CIS 97YT Index > XPath and XSLT

XPath and XSLT

Read pages 207 through 227 of Chapter 6 in Learning XML.

Controlling the Transformation with XPath

In lecture 7, our example had a template for each and every element in the source document. This is not a typical transformation. There's no law that says you must recursively apply templates for every single element, or that you must represent every source element in the output document. Usually you will want to extract only certain elements from the source, or you may wish to change the order in which elements appear.
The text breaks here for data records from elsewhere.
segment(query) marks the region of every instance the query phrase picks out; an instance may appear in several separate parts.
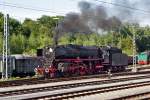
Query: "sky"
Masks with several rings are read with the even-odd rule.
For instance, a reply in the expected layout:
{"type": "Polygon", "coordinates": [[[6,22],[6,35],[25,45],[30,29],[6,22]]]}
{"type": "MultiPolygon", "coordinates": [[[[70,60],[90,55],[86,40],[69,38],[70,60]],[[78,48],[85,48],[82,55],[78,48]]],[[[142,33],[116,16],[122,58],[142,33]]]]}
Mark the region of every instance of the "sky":
{"type": "MultiPolygon", "coordinates": [[[[19,21],[23,21],[25,18],[37,19],[42,15],[56,16],[56,15],[66,15],[69,12],[80,12],[78,8],[78,3],[80,1],[88,1],[95,4],[102,4],[100,2],[94,2],[96,0],[0,0],[0,12],[8,13],[10,17],[16,18],[19,21]],[[22,8],[8,7],[3,5],[26,7],[31,9],[38,9],[44,11],[35,11],[22,8]]],[[[100,0],[106,2],[113,2],[116,0],[100,0]]],[[[124,4],[126,0],[117,0],[117,3],[124,4]]],[[[130,1],[130,0],[128,0],[130,1]]],[[[140,0],[132,0],[140,1],[140,0]]],[[[148,1],[148,0],[145,0],[148,1]]],[[[111,5],[105,5],[107,8],[111,5]]],[[[140,8],[141,9],[141,8],[140,8]]],[[[110,12],[111,13],[111,12],[110,12]]],[[[149,24],[149,15],[144,15],[137,13],[140,19],[142,18],[142,23],[149,24]]]]}
{"type": "Polygon", "coordinates": [[[79,12],[78,2],[81,0],[0,0],[0,12],[9,13],[10,16],[22,20],[25,17],[36,19],[42,15],[65,15],[69,12],[79,12]],[[26,10],[3,6],[4,4],[23,6],[44,11],[26,10]],[[45,11],[46,10],[46,11],[45,11]]]}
The example used the simple <xsl:apply-templates/>, which operates in “all my children” mode–it indiscriminately visits all the child element and text nodes.

Instead, we will use this form of <xsl:apply-templates/> to select exactly which nodes we'd like to visit:

<xsl:apply-templates select=XPath expression/>

Our source document will be an expanded version of sample wrestling club database from lecture 2. We've expanded it to include a subset of XHTML, and have added another association with two clubs in it. Let's write a stylesheet that converts the database to an XHTML file as follows:

And that's all. We don't want any of the other elements in the source document to appear in the output document. Here's the XSLT, with the lines numbered for reference.

   1	<?xml version="1.0"?>
   2	<xsl:stylesheet xmlns:xsl="http://www.w3.org/1999/XSL/Transform"
   3	    version="1.0">
   4	    
   5	<xsl:template match="club-database">
   6	    <html>
   7	    <head>
   8	        <title>Club Listing</title>
   9	    </head>
  10	    <body>
  11	        <h1>Club Listing</h1>
  12	        <xsl:apply-templates select="association"/>
  13	    </body>
  14	    </html>
  15	</xsl:template>
  16	
  17	<xsl:template match="association">
  18	    <h2><xsl:value-of select="@id"/></h2>
  19	    <ul>
  20	        <xsl:apply-templates select="club"/>
  21	    </ul>
  22	</xsl:template>
  23	
  24	<xsl:template match="club">
  25	    <li><xsl:value-of select="name"/>
  26	    <xsl:text> (</xsl:text>
  27	    <xsl:value-of select="location"/>
  28	    <xsl:text>)</xsl:text></li>
  29	</xsl:template>
  30	</xsl:stylesheet>

Here's the output from the stylesheet. Things to note about this stylesheet:

OK, so when do we gain anything by using XPath? Let's say we wanted to just get a list of people's names from the XML file. Here's an approach that will not work. (We've left out the enclosing <xsl:stylesheet> element.)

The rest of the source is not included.